Today’s fans, used to his classic features, tend to prefer Compact Stories like ONE WEEK/’20. Academics & auteurists, the sort who’d rate SHERLOCK, JR/’24 over THE GENERAL/’27, go for Boxes Within Boxes. Say, THE BOAT/’21. But Buster didn’t work for arty types or ponder his future rep, he was out for laughs. And he got his biggest laughs with Funhouse Follies pics; crazy capers & impossible gags strung over two-reels like wash on a clothesline. But with little narrative pull or brain-teasing design to carry us along, the gags have all got to hit or today’s audience tunes out. HARD LUCK pulls it off. Buster begins at the bottom, starting off with a few tries at suicide; but soon he’s nabbed a job as an explorer for a zoo! Still, life holds many a tough decision, fish or roll cigarettes? Both? And there's that damsel-in-distress you want to protect . . . and impress with a death-defying dive from the high platform. This last gag, long lost & just recently restored, earned Buster the single biggest reaction he ever got. What a thrill to finally see it!, even in rough shape. And what a piece of stunt work! KINO re-releases their Keaton pics every few years (now on BLU-RAY), but it’s also out on a 2001 disc called KEATON PLUS.

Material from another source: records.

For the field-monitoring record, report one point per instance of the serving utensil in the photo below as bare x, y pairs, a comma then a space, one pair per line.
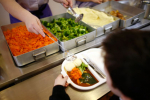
78, 16
69, 57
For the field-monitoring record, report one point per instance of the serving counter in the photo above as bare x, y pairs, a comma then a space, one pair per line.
35, 80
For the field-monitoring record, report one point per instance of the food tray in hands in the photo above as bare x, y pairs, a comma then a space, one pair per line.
34, 55
100, 80
133, 14
78, 41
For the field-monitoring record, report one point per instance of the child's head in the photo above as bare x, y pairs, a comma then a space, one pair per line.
127, 63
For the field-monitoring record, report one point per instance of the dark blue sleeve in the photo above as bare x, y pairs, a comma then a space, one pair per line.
59, 93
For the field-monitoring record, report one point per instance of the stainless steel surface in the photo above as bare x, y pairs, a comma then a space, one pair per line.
34, 55
99, 72
70, 44
109, 27
147, 11
40, 87
131, 15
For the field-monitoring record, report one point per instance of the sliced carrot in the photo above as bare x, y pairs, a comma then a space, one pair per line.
76, 73
21, 41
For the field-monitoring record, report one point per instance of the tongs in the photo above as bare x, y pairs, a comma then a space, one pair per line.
69, 57
78, 16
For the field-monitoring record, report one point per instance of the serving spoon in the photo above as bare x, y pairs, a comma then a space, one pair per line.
69, 56
77, 16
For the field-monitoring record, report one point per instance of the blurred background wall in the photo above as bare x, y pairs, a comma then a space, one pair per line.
56, 8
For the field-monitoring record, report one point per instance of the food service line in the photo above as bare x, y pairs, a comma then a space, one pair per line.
40, 86
12, 74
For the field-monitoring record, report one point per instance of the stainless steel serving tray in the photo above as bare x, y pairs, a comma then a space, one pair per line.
78, 41
34, 55
133, 14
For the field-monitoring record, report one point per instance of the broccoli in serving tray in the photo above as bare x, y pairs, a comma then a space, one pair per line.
65, 29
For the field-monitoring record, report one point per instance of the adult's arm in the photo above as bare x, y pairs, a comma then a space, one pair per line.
33, 24
95, 1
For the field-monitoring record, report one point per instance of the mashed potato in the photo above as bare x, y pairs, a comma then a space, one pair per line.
94, 17
77, 62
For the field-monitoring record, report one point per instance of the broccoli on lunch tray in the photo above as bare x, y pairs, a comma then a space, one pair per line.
65, 29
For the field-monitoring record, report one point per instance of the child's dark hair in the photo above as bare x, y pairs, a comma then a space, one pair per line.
127, 59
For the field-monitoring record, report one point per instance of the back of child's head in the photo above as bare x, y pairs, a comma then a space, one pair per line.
127, 60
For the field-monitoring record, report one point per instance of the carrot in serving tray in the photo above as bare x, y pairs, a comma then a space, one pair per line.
21, 41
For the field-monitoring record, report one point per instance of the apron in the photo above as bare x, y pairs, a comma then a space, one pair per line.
39, 8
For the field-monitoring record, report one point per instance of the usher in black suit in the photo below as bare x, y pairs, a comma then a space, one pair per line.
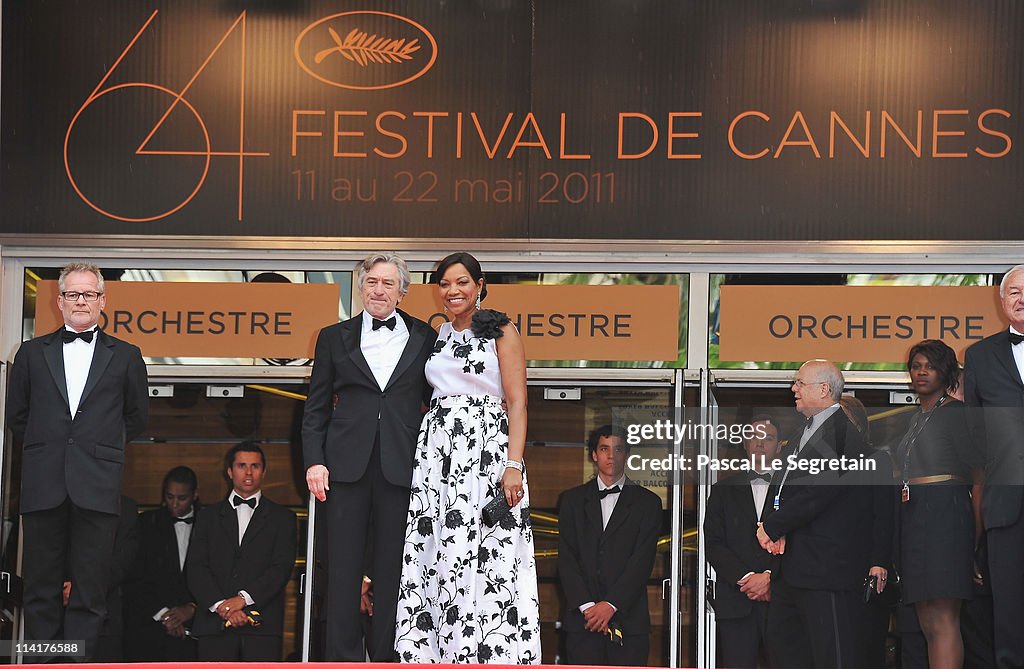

SCREWY THOUGHT OF THE DAY: KEATON PLUS includes two shorts Buster made at Educational Pictures in the ‘30s, ALLEY OOP/’35 and JAIL BAIT/’37. These films have a terrible rep, but they turn out to be quite watchable, especially JAIL BAIT which unexpectedly shows Buster working up to speed. Just don’t expect THE GENERAL . . . or even SPITE MARRIAGE. Demoted to Hollywood’s Poverty Row, Buster manages more laughs (with a fraction of the time & budget) than he got in his M-G-M Talkies.